The former president was also a strong advocate of environmental protection, and an enthusiastic early adopter of renewable energy, two subjects in which Winrock has developed deep scientific and programmatic knowledge and expertise. Carter, in fact, had rooftop solar panels installed on his former home – the White House ─ amidst a global energy crisis.
Yet despite his lofty status as a world leader and peace icon, Carter remained humble, inquisitive and approachable, as one Winrock volunteer, Joe Sullivan, found out while returning from a Farmer-to-Farmer assignment in Senegal, during a chance meeting aboard a plane.
Sullivan’s aircraft was aloft when the former president came walking toward him, stopping to shake hands with passengers on both sides of the aisle.
“He noticed my Winrock hat and asked if I worked for the organization,” Sullivan would later write in a Winrock blog about his assignment. “I said ‘Yes,’ and explained that I was just getting back from a volunteer assignment in Senegal.
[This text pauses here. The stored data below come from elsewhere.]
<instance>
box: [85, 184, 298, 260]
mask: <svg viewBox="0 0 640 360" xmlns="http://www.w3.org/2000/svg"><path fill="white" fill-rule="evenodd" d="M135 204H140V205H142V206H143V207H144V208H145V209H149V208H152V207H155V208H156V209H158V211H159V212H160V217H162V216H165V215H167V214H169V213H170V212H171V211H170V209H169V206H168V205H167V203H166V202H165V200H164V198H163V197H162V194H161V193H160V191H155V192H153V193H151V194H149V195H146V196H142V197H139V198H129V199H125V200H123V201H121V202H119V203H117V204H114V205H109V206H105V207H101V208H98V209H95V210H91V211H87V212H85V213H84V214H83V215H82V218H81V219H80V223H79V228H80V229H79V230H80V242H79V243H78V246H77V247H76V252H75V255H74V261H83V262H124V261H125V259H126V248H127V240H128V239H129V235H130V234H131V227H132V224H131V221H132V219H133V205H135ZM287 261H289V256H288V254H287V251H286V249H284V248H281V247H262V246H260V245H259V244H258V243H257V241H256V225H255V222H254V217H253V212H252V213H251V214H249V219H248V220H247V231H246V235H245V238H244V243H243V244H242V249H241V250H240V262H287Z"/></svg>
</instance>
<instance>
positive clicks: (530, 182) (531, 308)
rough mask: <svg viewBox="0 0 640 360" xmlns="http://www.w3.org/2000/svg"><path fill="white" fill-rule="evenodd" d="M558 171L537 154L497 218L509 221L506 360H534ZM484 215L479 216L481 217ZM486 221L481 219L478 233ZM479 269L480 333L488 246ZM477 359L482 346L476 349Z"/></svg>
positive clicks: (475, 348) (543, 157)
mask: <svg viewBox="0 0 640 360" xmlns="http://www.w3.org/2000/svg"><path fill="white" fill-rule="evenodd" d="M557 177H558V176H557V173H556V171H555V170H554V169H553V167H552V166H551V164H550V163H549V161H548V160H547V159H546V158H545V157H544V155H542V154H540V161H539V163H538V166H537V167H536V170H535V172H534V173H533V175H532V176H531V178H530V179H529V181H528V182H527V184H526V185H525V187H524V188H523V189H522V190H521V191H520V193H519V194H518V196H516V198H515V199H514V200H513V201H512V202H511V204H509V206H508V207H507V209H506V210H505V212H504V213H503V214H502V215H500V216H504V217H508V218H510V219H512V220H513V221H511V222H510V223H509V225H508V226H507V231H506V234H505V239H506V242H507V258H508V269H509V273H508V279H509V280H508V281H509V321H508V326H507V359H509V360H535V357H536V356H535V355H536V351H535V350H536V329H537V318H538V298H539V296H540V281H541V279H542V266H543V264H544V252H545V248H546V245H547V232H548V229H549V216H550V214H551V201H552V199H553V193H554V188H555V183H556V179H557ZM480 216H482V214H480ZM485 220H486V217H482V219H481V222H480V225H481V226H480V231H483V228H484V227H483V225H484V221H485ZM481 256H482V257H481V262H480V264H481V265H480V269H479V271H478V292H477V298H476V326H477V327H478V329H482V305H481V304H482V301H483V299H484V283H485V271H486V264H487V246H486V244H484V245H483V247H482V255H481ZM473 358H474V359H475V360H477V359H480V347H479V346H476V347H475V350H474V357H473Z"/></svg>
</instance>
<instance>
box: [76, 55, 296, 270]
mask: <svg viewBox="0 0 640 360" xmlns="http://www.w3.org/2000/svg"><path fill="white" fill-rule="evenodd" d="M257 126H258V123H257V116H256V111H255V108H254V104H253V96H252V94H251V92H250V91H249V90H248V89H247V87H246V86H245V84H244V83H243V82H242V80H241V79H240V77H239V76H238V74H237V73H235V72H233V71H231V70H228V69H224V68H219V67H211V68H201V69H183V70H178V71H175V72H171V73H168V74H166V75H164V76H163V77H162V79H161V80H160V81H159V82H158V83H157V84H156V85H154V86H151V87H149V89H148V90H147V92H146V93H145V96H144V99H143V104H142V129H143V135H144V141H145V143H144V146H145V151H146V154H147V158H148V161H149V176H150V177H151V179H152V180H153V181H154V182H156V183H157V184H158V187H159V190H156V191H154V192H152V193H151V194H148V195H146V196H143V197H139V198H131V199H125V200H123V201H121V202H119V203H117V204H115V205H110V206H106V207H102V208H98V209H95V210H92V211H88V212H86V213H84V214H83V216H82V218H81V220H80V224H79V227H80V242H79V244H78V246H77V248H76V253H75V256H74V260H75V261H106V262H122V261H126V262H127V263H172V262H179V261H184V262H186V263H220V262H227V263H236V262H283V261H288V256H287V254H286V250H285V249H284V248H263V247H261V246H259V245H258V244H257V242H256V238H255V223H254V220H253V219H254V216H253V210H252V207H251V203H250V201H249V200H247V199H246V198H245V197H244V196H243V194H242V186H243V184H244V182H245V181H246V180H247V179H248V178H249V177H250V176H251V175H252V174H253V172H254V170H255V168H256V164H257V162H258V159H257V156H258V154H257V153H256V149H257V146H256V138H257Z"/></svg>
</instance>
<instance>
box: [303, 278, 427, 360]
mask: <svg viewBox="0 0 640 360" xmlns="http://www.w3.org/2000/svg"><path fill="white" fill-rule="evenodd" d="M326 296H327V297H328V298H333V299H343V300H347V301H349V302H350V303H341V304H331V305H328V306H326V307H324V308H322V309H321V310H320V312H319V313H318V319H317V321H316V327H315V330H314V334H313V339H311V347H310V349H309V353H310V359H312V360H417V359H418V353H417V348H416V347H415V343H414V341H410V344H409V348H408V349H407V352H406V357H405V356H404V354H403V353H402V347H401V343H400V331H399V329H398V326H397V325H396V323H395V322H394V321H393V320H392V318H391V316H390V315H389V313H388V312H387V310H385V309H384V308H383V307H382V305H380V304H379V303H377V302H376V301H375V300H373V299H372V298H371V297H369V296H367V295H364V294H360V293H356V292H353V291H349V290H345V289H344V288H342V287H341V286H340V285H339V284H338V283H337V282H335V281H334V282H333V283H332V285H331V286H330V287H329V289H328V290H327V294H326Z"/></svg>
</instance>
He apparently is familiar with Winrock and likes what the organization does,” Sullivan mused.
“We all like to gauge our success on these projects by how they seem to impact our hosts and the people around them, and we should, but once in a while we meet people who also want to change things, whose values are like ours for making a difference, and who do something as simple as catch sight of our Winrock hat, and what we do comes to their minds as well,” Sullivan wrote.
The life-sustaining changes President Carter tirelessly pursued and effected around the world will endure through the work he inspired – and through the work we continue to do at Winrock International.